Wednesday, February 11, 2009

Gold Soundz: Guided By Voices

Contributor Mike Bailey enjoys talking about records from yesteryear -- the 70's, 80's and 90's -- that influenced what's happening today. Thus, Gold Soundz was born. (Props to Pavement for the perfect name.) In this piece, Bailey takes a different seminal indie record every week and examines its significance and impact on the present.

Guided By Voices: Bee Thousand
(Matador/Scat 1994)

"Are you amplified to rock?" asks singer Robert Pollard on album opener, "Hardcore UFO's." It's a question that nearly defines Guided By Voices' entire career. GBV were a group of thirty-something Midwesterners making lo-fi, British Invasion-influenced rock (in their garage). Not exactly a recipe for success, but when Matador records decided to release Bee Thousand, the band's seventh recording, the entire indie world paid attention. Bee Thousand is made up of catchy, melodic songs knocked on their side by Pollard's eccentric lyrics. Recorded not in a professional studio, but on simple 8-track tape machines. A technique that produced a good deal of tape hiss and little bottom end. It was as ambitious, but it was messy --the equivalent to listening to The Who through a terrible car stereo.

For more on Bee Thousand and the video for "I Am A Scientist," continue after the jump...

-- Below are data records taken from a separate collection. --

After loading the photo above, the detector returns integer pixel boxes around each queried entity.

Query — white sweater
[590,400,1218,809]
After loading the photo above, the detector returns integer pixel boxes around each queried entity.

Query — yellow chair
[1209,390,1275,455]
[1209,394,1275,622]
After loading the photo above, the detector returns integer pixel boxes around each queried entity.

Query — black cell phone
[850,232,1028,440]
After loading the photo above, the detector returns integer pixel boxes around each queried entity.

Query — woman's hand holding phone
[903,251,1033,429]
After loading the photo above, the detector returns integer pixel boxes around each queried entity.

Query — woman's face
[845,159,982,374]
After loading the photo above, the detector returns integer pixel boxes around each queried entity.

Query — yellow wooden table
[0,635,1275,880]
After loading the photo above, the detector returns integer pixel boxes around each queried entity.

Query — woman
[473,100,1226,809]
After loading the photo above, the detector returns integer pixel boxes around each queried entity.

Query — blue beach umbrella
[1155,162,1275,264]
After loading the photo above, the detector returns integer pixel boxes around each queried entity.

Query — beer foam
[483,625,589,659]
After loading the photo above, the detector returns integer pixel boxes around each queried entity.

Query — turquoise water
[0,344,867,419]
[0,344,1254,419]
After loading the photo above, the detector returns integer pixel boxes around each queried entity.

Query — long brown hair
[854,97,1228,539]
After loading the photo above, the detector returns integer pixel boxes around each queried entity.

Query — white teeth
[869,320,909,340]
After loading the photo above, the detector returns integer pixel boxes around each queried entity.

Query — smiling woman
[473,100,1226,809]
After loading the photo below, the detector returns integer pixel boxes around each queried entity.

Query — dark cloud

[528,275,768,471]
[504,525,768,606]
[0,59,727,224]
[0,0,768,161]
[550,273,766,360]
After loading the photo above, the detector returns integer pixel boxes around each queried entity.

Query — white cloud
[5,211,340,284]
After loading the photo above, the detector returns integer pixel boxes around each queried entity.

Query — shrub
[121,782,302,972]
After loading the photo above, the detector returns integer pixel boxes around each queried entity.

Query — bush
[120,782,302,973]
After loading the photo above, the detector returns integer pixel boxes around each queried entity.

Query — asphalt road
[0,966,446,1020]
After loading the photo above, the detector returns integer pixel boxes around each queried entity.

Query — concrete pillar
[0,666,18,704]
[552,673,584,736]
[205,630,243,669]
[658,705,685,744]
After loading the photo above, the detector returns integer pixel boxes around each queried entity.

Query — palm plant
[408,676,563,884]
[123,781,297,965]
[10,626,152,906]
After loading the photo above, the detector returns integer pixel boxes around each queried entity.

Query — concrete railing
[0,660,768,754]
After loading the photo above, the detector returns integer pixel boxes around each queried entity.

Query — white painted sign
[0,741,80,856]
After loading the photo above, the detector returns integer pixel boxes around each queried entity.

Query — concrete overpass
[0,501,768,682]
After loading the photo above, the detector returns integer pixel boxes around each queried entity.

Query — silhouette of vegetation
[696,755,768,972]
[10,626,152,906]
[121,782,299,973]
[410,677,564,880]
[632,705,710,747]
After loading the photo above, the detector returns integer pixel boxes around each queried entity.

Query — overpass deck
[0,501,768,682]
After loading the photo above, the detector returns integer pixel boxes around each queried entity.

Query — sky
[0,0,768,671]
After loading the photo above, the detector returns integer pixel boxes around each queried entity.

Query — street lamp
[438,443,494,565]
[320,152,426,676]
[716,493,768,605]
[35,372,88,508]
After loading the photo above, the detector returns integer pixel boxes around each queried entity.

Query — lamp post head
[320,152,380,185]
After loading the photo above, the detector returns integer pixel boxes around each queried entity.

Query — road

What GBV lacked in recording aptitude, they made up for with a heart-on-your-sleeve love for rock and roll. One simple lyric pretty much summed it up, "I am a lost soul, I shoot myself with rock & roll" (from "I Am A Scientist"). That lyric could easily exist in a song by The Hold Steady, and much like Craig Finn, Robert Pollard has a certain charm about him. Both are kind of like your cool Uncle with a good CD collection and it's reassuring to know someone in the room knows their rock history.

Bee Thousand is rough around the edges and sometimes maddening in its lo-fi aesthetic. But the sound is what helped define the band and kept their fan base loyal. The albums 20 tracks are fairly consistent --maybe a few should have hit the floor in the editing garage-- but stand outs like "Gold Star For Robot Boy", "Echo's Myron", "Hot Freaks" and "I Am A Scientist" make it easy to excuse a few miss-steps.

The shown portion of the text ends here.